In reflection, the juxtaposition of these emotions is understandable, as the underlying longing this season is about connection and love, both of which are nothing short of complicated for many of us. Our wellbeing and good health aren’t measured in merely how many apples we eat and how many miles we walk, but is overwhelming influenced by how we live in community on both celebratory and ordinary days. Here are a few offerings that have helped me navigate this time.
TUNE INTO YOURSELF
What do you truly want this next month? What do you crave most? Often our lives are so well grooved we don’t even think to ask ourselves these questions. You are not a static being and what feeds your soul this year may be very different than last year. For 20 years, I was that person who sent over 100 holiday cards every year. I took pride in not just signing them, but writing personal messages in each and every one of them. It gave me joy. It made me feel connected. And then one year I realized that I just didn’t want to do it anymore. When I asked myself what I craved most, I was honestly surprised by my own answer. I just wanted to sing that year.
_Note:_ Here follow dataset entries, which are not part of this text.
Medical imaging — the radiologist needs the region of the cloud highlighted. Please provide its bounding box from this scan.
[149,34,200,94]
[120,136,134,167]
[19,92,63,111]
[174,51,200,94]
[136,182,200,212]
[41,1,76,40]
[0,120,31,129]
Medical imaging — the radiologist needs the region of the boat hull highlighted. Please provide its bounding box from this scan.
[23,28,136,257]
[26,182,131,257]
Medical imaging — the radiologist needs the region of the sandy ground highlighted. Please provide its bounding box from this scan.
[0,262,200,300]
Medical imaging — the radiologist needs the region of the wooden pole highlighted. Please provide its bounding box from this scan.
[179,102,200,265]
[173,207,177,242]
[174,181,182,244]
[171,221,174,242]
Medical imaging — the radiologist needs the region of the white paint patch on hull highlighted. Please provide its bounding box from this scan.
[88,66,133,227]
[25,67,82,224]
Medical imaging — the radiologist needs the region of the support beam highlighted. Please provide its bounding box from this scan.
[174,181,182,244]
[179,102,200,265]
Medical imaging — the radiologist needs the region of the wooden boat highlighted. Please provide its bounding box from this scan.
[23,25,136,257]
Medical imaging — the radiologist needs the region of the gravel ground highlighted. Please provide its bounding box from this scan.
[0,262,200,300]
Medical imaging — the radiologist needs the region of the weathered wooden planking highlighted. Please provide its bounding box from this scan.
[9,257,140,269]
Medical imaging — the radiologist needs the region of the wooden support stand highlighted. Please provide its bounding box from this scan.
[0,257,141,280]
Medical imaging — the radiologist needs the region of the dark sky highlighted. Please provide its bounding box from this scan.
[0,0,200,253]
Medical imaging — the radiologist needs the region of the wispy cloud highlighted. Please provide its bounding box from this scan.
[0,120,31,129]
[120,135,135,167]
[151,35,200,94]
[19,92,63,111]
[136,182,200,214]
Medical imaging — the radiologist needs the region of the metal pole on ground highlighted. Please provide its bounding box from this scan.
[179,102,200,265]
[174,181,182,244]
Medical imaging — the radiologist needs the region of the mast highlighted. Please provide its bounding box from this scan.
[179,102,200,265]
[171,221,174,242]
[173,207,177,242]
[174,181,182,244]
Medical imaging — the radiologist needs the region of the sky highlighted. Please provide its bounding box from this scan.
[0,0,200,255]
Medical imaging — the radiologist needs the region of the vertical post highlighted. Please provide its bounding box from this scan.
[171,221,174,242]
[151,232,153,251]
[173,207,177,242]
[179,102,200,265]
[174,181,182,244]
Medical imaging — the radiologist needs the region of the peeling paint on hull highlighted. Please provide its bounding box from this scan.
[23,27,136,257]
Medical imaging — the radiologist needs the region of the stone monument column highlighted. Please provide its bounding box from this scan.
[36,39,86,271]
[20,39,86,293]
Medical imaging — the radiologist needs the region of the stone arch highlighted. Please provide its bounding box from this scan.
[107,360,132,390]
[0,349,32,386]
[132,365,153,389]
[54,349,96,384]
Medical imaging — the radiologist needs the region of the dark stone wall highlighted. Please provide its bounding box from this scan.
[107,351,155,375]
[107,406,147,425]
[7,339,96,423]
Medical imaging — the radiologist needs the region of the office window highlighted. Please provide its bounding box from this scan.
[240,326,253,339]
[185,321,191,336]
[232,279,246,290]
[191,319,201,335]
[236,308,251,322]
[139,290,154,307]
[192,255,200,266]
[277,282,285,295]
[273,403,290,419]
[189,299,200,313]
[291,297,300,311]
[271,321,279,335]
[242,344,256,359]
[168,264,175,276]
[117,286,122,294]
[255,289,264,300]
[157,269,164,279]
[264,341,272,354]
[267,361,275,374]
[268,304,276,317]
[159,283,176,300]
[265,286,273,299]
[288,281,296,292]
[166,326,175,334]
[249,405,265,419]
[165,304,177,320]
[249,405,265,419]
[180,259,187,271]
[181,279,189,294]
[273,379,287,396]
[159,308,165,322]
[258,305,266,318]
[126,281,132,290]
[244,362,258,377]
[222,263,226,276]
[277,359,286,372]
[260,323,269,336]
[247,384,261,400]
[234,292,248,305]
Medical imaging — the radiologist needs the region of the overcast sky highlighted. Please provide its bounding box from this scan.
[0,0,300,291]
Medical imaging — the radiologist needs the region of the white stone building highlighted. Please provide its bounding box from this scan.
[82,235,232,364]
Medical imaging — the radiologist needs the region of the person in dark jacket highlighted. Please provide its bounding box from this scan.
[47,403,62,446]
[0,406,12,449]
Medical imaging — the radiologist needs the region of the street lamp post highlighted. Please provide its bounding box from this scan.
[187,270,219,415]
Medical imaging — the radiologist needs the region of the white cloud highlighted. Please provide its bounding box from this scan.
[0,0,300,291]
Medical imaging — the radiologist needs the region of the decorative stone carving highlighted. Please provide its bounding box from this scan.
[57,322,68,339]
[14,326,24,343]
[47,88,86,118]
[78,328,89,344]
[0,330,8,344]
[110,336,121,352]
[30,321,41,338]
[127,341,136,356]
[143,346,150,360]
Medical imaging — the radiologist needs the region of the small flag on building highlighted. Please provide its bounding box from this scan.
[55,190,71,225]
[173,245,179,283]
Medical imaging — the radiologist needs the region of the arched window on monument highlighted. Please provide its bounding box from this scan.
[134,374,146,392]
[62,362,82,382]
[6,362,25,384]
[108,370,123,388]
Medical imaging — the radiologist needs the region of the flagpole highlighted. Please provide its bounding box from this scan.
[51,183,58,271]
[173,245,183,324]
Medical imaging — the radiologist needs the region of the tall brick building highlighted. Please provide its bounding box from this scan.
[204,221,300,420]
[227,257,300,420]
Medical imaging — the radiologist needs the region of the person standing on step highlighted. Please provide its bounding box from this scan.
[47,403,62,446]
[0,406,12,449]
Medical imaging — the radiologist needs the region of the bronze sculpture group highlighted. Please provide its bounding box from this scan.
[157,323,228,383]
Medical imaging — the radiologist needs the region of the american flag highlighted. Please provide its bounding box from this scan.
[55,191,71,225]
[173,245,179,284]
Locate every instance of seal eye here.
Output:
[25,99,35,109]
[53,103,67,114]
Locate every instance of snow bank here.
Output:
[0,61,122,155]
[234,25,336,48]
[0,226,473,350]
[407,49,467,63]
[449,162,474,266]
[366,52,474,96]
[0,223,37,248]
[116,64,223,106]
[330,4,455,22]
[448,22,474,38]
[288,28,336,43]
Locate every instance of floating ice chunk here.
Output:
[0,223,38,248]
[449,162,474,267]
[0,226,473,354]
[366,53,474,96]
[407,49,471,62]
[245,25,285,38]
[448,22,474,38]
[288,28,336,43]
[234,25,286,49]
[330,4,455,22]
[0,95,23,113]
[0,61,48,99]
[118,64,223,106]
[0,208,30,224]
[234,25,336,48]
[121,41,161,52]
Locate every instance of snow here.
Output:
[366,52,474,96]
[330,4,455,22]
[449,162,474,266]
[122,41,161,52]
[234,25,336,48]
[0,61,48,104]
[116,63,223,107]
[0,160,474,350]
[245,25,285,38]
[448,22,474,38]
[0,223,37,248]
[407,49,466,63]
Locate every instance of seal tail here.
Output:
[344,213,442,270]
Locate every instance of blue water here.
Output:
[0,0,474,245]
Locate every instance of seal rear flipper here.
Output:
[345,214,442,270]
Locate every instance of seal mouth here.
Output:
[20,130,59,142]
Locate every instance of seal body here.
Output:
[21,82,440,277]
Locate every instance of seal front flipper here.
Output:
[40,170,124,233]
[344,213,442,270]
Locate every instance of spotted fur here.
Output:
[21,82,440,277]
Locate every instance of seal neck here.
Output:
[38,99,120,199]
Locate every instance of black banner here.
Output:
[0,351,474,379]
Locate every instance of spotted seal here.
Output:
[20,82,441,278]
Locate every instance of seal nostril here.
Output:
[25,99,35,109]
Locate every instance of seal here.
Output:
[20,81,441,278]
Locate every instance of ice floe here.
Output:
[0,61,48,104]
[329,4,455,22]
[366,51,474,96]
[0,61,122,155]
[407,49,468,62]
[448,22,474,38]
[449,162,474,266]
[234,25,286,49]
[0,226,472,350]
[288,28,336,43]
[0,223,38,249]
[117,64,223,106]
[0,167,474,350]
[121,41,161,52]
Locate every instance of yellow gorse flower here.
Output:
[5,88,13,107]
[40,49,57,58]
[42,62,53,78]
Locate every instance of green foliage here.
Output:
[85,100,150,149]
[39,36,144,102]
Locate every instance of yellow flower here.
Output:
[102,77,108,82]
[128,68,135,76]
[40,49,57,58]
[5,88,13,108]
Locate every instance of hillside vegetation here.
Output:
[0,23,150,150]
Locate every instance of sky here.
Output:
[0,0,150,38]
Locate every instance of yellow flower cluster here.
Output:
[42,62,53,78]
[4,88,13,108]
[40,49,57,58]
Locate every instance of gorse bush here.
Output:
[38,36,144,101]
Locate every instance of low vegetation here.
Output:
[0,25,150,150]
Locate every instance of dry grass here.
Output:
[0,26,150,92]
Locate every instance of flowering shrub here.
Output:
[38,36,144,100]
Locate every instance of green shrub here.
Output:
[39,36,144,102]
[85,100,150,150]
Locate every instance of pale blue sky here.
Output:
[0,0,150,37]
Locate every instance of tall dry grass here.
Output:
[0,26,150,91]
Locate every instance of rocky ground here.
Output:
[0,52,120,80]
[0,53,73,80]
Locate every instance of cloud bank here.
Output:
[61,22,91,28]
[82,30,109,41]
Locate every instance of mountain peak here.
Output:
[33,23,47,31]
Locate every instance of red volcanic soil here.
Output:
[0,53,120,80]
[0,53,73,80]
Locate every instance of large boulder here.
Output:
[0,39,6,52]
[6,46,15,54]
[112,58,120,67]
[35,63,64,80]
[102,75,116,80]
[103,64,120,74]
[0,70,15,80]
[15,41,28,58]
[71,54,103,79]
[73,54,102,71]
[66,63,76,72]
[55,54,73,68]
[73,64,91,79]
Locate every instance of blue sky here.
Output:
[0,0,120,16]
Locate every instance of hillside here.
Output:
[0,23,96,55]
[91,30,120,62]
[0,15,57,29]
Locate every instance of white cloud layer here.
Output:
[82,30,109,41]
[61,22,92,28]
I was telling a friend this and he said, “I’ll sing with you” and before I knew it, there were 50 of us, singing and playing ukuleles on a bright cold morning. 
Get quiet and ask yourself what you need most. Listen to your answer. What comes forth? Take a few minutes with a cup of tea or coffee and write it down. Honor yourself and your longing. 
LEAVE ROOM FOR THE UNEXPECTED
Over-scheduling robs the joy out of even the best planned experiences. I find the most interesting moments happen to be the in-between moments of life. It’s the unexpected conversation you have in line at the post office with an acquaintance.  It’s the different route you take home, even when it takes an extra three minutes. In these moments there is an openness to the world that is all around you, allowing you to experience life exactly as it is in its grandeur and simplicity. 
Pull out your calendars. Grab your favorite color marker and give yourself at least one night of happenstance. On a smaller scale, take a different route. Park in a different spot. Make room for the impromptu.
GIVE
If the Grinch and Scrooge haven’t convinced you yet, let me try a hand at it. We are meant to be in community and giving is a critical way for us to connect and remember that we are not alone. Our offering doesn’t have to be big, just big enough for us to feel nourished. Your gift might be your smile or truly looking someone in the eye. It might be shoveling your neighbor’s walkway. It could be a kind word or card to a co-worker or possibly a cart-full of food for the food bank. 
Give and then just notice — what does it feel like physically? I think Dr. Seuss nailed it on the head when the Grinch’s small heart grew three sizes.
May your souls be grounded and your hearts warm as you create love and community this season.